Unfortunately many people, when using a GP in a wider/taller kayak make the required adjustments by altering their posture, sometimes slumping forward in order to bury the blades at the catch, or moving their catch well aft. If your paddle does not allow you to bury the paddle with good posture, close to the hull, then I’d rather modify the paddle than my technique. You CAN use a partial sliding stroke to bury the blades if your GP is too short, but this is not my preferred stroke during a race.

The Greenlanders often make a new paddle to match a new kayak as the fit between them is critical and they are a tuned pair. The late kayak historian John Heath used to call them “dancing partners” to emphasize this.
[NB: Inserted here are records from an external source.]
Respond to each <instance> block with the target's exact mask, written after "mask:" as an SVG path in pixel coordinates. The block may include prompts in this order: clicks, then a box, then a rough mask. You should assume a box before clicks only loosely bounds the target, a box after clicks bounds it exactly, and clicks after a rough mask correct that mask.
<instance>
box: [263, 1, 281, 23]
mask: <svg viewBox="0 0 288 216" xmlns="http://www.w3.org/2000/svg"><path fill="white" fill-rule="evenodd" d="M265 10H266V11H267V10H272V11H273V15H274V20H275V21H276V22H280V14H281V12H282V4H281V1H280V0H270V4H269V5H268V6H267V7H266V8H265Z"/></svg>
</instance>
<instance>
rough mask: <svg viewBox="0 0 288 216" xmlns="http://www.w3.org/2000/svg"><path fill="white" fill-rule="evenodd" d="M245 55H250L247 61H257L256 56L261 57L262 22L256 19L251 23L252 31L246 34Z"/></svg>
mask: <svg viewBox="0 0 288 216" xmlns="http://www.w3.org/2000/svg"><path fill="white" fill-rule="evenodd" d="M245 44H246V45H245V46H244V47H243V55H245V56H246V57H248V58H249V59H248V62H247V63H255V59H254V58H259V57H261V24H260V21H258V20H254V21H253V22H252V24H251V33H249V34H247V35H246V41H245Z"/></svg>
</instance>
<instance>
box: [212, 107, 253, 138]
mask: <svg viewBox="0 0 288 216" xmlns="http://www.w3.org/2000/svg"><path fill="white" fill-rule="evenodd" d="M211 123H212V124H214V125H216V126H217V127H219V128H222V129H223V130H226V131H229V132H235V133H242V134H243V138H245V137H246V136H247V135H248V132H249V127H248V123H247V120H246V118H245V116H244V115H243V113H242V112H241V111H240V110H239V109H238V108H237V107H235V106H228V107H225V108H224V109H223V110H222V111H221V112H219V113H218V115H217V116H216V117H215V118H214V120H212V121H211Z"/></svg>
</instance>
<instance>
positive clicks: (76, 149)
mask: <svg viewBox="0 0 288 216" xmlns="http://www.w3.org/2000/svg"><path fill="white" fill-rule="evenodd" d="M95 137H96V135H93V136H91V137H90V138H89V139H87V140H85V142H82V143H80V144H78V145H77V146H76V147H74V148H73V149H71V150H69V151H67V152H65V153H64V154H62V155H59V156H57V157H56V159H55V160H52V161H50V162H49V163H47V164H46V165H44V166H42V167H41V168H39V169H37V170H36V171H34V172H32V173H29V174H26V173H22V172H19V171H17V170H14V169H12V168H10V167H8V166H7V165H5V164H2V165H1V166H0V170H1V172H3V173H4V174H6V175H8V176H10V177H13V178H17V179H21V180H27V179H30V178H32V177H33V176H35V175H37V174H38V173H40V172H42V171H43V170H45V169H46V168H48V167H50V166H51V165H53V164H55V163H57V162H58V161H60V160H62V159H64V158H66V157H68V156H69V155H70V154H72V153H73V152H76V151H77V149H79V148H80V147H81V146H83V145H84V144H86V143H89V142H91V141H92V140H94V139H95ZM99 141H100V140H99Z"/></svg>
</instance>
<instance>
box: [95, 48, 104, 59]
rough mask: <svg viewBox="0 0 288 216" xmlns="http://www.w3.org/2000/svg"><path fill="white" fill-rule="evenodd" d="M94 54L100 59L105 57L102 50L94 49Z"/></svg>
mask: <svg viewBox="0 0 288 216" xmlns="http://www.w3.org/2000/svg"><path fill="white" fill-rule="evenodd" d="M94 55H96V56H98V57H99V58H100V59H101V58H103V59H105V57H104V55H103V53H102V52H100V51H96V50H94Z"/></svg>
My Blacklight is 87.5" long with a 21" inch loom. This is a fine size for me in a Tahe or Anas but not in much larger (unladen) kayaks. The first Paulownia paddle I’m making tailored for the 18x will have a 25-26" loom and 90" overall length. I have the lumber and will start work soon. I’ll report back with my findings for anyone who is interested.


that’s a long loom…the longest I have is 24 inches on a 90 inch paddle {3 1/4" width}. I’m curious about how that long of loom and paddle work. Please …keep us informed

Best Wishes


Longer looms
In Greenland the racing kayaks are longer and deeper than the “rolling kayaks” and are often used with a longer paddle with sharper edges (for bite). An image of some Greenlandic racing kayaks is at

A minority of the racers there, including Maligiaq Padilla, regularly use paddles with looms of 24" or slightly longer for both the short and long-distance races.

We have somewhat “standardized” a Greenland paddle in terms of loom length, blade width, IMO. That’s both good and bad considering how poor some of the GPs were in America 20 years ago. Visitors to Greenland are often very surprised at the variety of shapes and lengths you see there. For example. Steffen Olsen, who was one of the best racers in the 35 - 49 age group when I competed there, uses blades that are very wide, over five inches.

Having said this, for a longer length loom, ideally you still hold the blade with your fingers on the blade roots, not the shaft, so at some point the loom can only be so wide unless you have the shoulder width of a giant. After that point you are holding onto the shaft only which negates some of the great features of a GP. This might be necessary if you want to use a narrow blade with a canoe, etc but I would no longer call it a GP at that point.

Also wider is good to a point for power/leverage but a wider grip also requires more arm lift (more effort and more wear-and-tear on your shoulders) to achieve a vertical catch, so like most things, it’s a trade-off.